Yes, it’s only Tuesday. However, I’m going to be optimistic and pretend things will continue to be okay. I have a bunch of big, scary doctors’ appointments on the horizon so I need to cultivate a positive attitude. First up is the retina specialist on Monday.
To be clear everything is still awful and weird. My floppy scoops continue to feel like they weigh 199 pounds a piece, and my balance/stamina remains utter garage. But, as I told the Tea Ladies this afternoon, it all feels manageable.
This is only manageable because I have boatloads of help. My mom and sisters have been superheroes. They’ve done everything from taking out my garbage and doing my laundry to managing my substantial medical debt and battling with insurance. I’m also so fortunate to have friends far and wide sending help and checking in on what I need.
Nothing like a cataclysmic event to remind you how precariously middle class you are and also how loved you are.
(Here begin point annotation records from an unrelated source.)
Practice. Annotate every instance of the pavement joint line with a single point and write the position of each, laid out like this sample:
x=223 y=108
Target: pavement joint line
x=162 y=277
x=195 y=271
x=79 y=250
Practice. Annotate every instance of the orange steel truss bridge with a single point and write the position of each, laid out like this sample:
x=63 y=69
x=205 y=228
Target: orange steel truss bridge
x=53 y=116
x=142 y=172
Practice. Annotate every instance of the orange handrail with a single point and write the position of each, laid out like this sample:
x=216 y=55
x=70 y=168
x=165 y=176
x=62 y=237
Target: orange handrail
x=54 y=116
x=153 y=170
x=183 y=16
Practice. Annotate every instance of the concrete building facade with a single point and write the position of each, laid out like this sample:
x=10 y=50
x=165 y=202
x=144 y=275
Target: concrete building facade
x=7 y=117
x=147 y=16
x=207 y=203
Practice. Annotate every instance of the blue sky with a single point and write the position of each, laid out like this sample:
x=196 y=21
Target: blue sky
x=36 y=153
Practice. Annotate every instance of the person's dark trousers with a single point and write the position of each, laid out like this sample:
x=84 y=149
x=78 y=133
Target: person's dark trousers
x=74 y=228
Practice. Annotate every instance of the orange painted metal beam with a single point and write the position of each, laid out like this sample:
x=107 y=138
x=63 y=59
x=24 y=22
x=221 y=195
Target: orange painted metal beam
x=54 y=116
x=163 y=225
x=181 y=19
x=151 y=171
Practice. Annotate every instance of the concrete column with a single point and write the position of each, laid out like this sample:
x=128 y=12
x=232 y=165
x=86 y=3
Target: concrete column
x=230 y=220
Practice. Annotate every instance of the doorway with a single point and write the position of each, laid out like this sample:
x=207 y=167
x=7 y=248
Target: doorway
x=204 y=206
Since I don’y feel like crying my face off, I’ll just say this experience has been humbling in more ways than I can count right now. I joked to Sister #2 recently that I’m going to have to be nice forever to pay back of all the kindness I’ve received in the past two months. Ugh.
So, my real reason for writing today was to brag about three things.
- I WALKED downstairs three of the last four days. This is a big leap. I’ve been sliding down on my butt like a toddler since the stroke.
- I have NOT had to nap at all for two days in a row. Someone has figured out how to manage their stroke fatigue.
- I’ve worked SIX billable hours this week. That’s double what I managed last week. Working makes me feel somewhat normal. If I really hit the sone, I almost forget that my right arm weighs 890 pounds. It’s kind of a delight.